Federal judge rejects lawsuit attempting to 'level playing field' of Illinois elections funding

Lawsuits
Illinois proft dan

Dan Proft interviews a guest on his radio program on WIND-AM 560.

A federal judge sided with Attorney General Lisa Madigan and the Illinois State Board of Elections in a lawsuit that sought to lift a state law that prohibits independent expenditure committees from contributing funds directly to political candidates, to "level the playing field" in an elections system the plaintiffs asserted is tilted.

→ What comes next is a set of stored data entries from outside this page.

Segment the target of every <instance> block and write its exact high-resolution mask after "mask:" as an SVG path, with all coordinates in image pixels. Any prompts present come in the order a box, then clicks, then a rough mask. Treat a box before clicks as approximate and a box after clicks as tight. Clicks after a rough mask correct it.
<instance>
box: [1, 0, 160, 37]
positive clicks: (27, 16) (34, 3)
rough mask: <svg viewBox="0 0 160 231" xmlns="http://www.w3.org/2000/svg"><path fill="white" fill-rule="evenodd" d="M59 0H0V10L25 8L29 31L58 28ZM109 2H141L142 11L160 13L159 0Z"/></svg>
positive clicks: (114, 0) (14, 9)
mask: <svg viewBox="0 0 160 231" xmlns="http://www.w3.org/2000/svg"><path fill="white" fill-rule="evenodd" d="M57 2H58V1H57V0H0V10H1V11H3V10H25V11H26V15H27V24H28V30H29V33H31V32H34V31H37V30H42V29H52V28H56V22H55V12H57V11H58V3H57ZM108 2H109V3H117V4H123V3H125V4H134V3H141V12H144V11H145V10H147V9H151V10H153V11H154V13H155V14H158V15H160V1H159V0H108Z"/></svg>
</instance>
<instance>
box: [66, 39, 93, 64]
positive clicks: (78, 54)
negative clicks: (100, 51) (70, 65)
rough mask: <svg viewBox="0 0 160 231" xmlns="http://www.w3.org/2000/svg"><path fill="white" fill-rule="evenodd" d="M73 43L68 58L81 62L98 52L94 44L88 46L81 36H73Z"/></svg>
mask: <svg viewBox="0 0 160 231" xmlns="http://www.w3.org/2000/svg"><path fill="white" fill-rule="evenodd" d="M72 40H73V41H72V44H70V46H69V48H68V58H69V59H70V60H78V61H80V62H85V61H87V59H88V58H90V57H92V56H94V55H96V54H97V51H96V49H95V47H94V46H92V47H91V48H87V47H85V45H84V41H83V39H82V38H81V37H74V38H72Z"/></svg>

Political activist Dan Proft filed the lawsuit along with his conservative political advocacy group, Liberty Principles PAC. Illinois lifts campaign spending limits when a candidate’s self-funding efforts exceed $250,000 for a statewide office or $100,000 for any other race. However, the law also prohibits groups registered as independent expenditure committees from contributing to or coordinating with a candidate, no matter how much money has been raised.

Independent expenditure committees are defined as organizations formed for the exclusive purpose of making “independent expenditures” totaling more than $5,000 in a 12-month period in support of or opposition to a candidate. The organizations can spend their money on “electioneering communications” or any other express advocacy, but unlike a political action committee, cannot directly coordinate with a candidate or campaign.

The key distinction between a political action committee and an independent expenditure committee, according to federal Judge Virginia M. Kendall, is that a PAC can coordinate directly with a candidate, but the amount of money it can raise and contribute is limited until the $250,000 or $100,000 threshold is reached. An independent expenditure committee can spend as much as it likes, but cannot coordinate directly with the candidate.

Proft argued that his lawsuit sought to “level the playing field” – if every other group is allowed to coordinate with candidates while making unlimited contributions to their campaigns once the cap is lifted, independent expenditure committees should be able to do so, as well.

The suit claimed the state election code violates the First and 14th amendments to the U.S. Constitution.

In her analysis of the complaint, Kendall noted that it is incumbent on Madigan’s office to prevent actions that could lead to corruption. Proft argued that allowing an independent expenditure committee to coordinate with candidates poses no more threat of corruption than allowing any other group to do the same.

Arguing that multiple races in this fall’s elections will exceed the $100,000 cap, Proft asked the judge to issue a preliminary injunction prohibiting Madigan’s office from enforcing the law preventing coordinated expenditures by independent expenditure committees. Kendall refused.

For more than 40 years, Kendall wrote, the Supreme Court has distinguished between independent expenditures on behalf of candidates and direct contributions to candidates.

“That absence of prearrangement and coordination alleviates the danger of corruption,” she wrote. “When that independence is eliminated, the very concerns of corruption enter the picture. …Without any kind of organizational separation, Liberty Principles could coordinate at will with candidates and campaigns, making it no longer ‘functionally distinct’ as an independent expenditure committee. A single entity such as that, which conducts both activities, appears corrupt on its face.”

The judge pointed out that should the state allow independent expenditure committees to coordinate directly with candidates once the fundraising threshold is met, Liberty Principles could simply spend enough on its own to lift the cap. Moreover, she said, there was no proposal to prevent Liberty Principles from comingling expenditures and contributions.

“Proft wants to enjoy the benefits of an independent expenditure committee … while also enjoying the benefits of a PAC,” Kendall wrote. “It appears, then, that what Proft would really like is to have his cake and eat it too. …Choices have consequences, however, and Proft must live with the limitations of the entity he chose to establish.”

Kendall found that the limits on independent expenditure committees are constitutional in that they are a “closely drawn means of preventing corruption or its appearance.”

Proft is represented in the action by attorneys Patrick J. Hughes, Jeffrey M. Schwab and James J. McQuaid, of the Liberty Justice Center, of Chicago.